Bei meiner Göttin, seit einem Jahr erledige ich jede Aufgabe, die meiner Kapitänin in den Sinn kommt, habe mich durch jeden Zentimeter meines eigenen Schiffs gearbeitet, vom Kielraum bis zum Bugspriet. Und jetzt ist endlich Schluss damit. Muss Schluss sein – die Geister mögen mir beistehen, wenn ich noch einen weiteren Augenblick unter der Tyrannei dieser Kapitänin verbringen muss. Das muss heute der letzte Tag sein.
Heute werde ich in der Hafenmeisterei die Nachricht an der Tafel vorfinden, auf die ich warte. Alles andere wäre unerträglich.

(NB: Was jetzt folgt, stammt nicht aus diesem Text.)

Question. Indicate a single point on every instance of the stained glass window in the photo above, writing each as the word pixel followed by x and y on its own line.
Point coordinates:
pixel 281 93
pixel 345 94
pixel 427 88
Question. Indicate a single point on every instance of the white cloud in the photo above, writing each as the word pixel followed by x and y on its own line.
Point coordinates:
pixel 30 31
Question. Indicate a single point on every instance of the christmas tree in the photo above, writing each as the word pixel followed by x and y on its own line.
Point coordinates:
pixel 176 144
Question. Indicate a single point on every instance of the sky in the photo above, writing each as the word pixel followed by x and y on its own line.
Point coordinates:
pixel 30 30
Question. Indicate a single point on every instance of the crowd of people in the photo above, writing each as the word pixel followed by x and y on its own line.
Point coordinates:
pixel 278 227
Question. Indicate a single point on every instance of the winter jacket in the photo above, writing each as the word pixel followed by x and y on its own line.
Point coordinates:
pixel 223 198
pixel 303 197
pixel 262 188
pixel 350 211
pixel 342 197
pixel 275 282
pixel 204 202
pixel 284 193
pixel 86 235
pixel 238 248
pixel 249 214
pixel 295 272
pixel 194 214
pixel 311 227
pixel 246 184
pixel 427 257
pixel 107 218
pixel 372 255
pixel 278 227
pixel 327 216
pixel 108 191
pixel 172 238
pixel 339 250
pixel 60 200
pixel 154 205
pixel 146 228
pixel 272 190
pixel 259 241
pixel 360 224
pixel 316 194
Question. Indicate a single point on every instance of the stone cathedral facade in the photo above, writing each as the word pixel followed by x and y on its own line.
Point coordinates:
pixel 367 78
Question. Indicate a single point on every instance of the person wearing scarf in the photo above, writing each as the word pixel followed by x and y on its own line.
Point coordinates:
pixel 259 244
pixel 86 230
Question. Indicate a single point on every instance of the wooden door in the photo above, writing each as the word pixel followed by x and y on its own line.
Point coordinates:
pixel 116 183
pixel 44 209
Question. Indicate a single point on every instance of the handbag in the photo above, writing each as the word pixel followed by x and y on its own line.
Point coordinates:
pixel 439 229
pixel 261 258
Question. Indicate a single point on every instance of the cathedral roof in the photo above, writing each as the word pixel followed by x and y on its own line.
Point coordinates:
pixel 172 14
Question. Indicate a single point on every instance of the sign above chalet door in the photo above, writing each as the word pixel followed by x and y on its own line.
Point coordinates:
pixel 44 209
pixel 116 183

Ich überquere eine schmale Gasse, wo die Gebäude enger zusammenstehen, die oberen Stockwerke sich über die Straße beugen, die Fensterkästen voller Blumen. Irgendwo im zweiten Stock tönt ein Radio, ich kann die strenge Stimme einer Nachrichtensprecherin hören, aber ihre Worte kann ich nicht verstehen.
Ich biege in die Allee der Königin ein, bleibe stehen, als eine Bierkutsche an mir vorbei bergab rumpelt, und lehne mich dann nach vorne, um den nicht abreißenden Verkehr in Augenschein zu nehmen. Die Hafenstadt Kirkpool umspielt eine Reihe von Hügeln am Meer, goldene Sandsteingebäude versammeln sich in den Tälern dazwischen. Vom Wasser aus kann man sehen, wie die Allee der Königin vom Hafen am Fuß des Königlichen Hügels den ganzen Weg bis zum Palast auf dem Gipfel führt, der wie ein Großmast in den Himmel ragt.
Straßen führen wie Spiere davon ab, jede davon ein Hort für eine Ansammlung von kleinen Läden und Ständen – Schneider, Bäcker, Händler, die Gewürze aus aller Welt verhökern. Menschen von überall her leben und handeln in Kirkpool, und die zwanglose Mischung aus so vielen verschiedenen Kulturen fühlt sich heimischer an als jeder andere Hafen.
Eine Frachtkutsche rollt an mir vorbei, und ohne zu zögern, greife ich nach dem hinteren Geländer und schwinge mich wie ein Lakai für die holprige Fahrt hinauf. Ich erhasche einen Blick auf die Augen der Fahrerin im Rückspiegel, als ihr auffällt, wie sich das Gewicht verändert, und sie versucht mich abzuschütteln, während wir über die Pflastersteine klappern – aber ich bin es gewohnt, auf einem schwankenden Deck zu stehen, also gehe ich in die Knie und bleibe, wo ich bin.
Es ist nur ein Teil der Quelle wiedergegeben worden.